See, the first go round, it was really about saying good-bye and mourning her loss at that time.  Now the grief is about mourning the fact that she is never coming back.  It's the Year of Firsts -- all those events that normally she would be a part of that she now won't.  It affects me in small ways -- moments when I would love to have her encouragement during times of stress (i.e. NOW) and I cannot pick up the phone to hear her voice.  It affects me in big ways -- knowing that we are preparing to go the same beach we have all gathered for 30 years and she will not be physically present.  She will not be there to play in the sand with my daughters, to tell me stories about Howard, to stroke my hair as I lay my head in her lap.  I will not hear, You are my treasure.  I will not see the pride in her eyes when I walk into the room.  And I will not feel her arms around me as, even in her frailest state, she was able to communicate such strength as she hugged me.

I have moments again that are just overwhelmingly saddening.

I'm sure that this grief will ebb and flow with time, but if I don't take it in as it comes, I will not be healthy.  Living this grief out loud helps me heal.  It becomes a testament to the fact that as humans, no matter what is deemed accepted or expected, we can't just get over loss like this in two to three week's time.  Love and loss run deep and no matter that we know that our loved one is in Heaven, the fact remains that he or she is not walking with us. That takes some getting used to, for everyone.

The race is not always to the swift, but to those who keep on running. 
-Nike running poster


  1. I'm so sorry for your loss. Grief is a funny and complicated thing - it very much goes in stages. After losing my father nine years ago, I can say that the first year is always the hardest. You never forget them, ever, but time does allow you to feel a joy in them rather than just sadness at their absence. I will pray for this anguish and intense grief to get to a point where it doesn't hurt so much anymore.

    Natalie at Mommy on Fire

  2. Today is the one month anniversary of the passing of my dad...the pain is as strong today as a month ago. Unexpectedly, the tears will start flowing and complete strangers look at me like I'm weird. It IS difficult, isn't it....but even more so when I see my wee mom sitting there,..quietly, with the tears running down her cheeks, not saying a word. It's hard.

  3. Her legacy will always be a part of you. May you find God's comfort in the midst of all of this.

  4. Thanks friend. I am so glad to know a bit more about what's going on with you. Happy to "keep in touch" one way or another. I am so sorry about your loss.
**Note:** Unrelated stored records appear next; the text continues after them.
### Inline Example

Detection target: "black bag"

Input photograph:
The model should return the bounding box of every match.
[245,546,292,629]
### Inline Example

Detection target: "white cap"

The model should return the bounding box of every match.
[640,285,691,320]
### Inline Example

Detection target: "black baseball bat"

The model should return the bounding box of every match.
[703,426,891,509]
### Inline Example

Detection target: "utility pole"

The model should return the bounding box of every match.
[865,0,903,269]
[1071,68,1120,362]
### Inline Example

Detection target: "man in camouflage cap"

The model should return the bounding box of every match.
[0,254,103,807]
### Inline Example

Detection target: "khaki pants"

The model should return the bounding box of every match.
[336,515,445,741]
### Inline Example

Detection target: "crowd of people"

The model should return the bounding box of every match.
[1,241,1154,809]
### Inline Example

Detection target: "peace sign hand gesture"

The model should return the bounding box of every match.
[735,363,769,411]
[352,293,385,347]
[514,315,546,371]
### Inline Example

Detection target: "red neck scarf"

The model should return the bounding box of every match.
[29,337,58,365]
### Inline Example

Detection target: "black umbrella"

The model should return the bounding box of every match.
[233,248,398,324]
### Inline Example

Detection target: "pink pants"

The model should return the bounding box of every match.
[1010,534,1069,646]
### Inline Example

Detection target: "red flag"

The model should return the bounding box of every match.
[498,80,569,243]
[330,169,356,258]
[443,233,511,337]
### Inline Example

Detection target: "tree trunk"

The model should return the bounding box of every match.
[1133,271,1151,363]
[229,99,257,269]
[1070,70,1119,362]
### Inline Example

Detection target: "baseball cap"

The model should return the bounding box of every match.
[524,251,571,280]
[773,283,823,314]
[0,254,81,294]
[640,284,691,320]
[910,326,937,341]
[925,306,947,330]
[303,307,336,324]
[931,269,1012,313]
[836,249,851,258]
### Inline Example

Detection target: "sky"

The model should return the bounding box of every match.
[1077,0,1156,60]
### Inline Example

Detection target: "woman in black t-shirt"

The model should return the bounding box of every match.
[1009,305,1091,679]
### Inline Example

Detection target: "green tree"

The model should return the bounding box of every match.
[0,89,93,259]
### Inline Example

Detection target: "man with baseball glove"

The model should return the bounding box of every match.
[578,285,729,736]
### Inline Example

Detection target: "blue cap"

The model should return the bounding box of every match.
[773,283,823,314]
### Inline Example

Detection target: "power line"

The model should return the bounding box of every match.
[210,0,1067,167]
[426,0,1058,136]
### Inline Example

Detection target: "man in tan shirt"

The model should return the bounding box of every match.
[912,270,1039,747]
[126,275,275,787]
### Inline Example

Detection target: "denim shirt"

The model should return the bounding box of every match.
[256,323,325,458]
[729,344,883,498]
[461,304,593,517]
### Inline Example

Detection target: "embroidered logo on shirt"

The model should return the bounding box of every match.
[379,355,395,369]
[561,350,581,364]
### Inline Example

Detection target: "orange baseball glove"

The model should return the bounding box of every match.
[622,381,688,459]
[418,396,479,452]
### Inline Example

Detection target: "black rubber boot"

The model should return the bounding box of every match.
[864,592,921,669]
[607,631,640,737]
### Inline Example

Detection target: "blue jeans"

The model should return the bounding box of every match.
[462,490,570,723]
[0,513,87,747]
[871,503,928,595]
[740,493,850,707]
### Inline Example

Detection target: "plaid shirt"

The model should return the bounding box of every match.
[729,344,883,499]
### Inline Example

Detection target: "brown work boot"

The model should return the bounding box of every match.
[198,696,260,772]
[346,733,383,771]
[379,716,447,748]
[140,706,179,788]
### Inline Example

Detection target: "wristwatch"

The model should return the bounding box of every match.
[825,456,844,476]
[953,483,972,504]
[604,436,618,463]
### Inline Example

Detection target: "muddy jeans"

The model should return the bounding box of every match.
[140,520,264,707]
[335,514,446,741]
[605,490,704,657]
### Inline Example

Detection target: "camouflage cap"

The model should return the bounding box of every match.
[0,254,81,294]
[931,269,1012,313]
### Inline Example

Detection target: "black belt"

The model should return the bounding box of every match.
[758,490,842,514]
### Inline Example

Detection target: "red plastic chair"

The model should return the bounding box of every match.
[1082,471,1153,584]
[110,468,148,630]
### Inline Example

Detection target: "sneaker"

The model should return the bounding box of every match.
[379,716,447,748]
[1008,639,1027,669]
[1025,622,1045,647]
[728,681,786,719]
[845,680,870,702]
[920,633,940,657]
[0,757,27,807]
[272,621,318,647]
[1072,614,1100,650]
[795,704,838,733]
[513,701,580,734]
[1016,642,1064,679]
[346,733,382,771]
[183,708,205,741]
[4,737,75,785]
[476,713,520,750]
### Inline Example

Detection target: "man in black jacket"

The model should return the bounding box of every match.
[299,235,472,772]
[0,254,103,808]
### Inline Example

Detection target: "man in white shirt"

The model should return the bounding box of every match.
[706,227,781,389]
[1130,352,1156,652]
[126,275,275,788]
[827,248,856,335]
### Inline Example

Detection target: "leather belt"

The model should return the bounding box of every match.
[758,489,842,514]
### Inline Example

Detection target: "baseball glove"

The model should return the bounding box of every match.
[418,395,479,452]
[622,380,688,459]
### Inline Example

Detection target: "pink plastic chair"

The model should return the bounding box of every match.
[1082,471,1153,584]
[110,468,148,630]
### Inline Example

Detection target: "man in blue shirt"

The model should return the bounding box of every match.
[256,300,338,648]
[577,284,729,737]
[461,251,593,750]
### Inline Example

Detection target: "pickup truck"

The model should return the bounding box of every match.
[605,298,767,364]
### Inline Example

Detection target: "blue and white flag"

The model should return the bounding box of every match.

What a heavy burden. My love goes out to you tonight.

  5. It doesn't go away, but it does get easier. Celebrate the small victories. I recently ran into someone I hadn't seen in couple of years. After inquiring whether we still live in the same place, she asked where my mother is living. I was actually able to tell her of my mother's passing without choking up or breaking down, a first for me. I took that as a sign of healing. I did blink back a few tears when I got away from her, but, still, it's progress. The first year, going through the "firsts" was the pits, but in some cases the dreading was worse than the actual day. My pastor said the more or deeper you loved, the harder the loss will be. I believe it. Just know that your grief is a testament to your love and your relationship. Right now I"m overwhelmed with the questions I wish I'd asked. Sigh. Hang in there and I'll do the same. :)

  6. I understand. I got married 2.5 months after my grandmother passed away. It frustrated me that she never got to meet my husband, she didn't see my wedding..then I got pregnant. Bunny got here after the Year of Firsts, but it didn't stop the tears when I realized she isn't here to see her or any of my future children. Thank God I know where she went, and I know she'll meet them someday.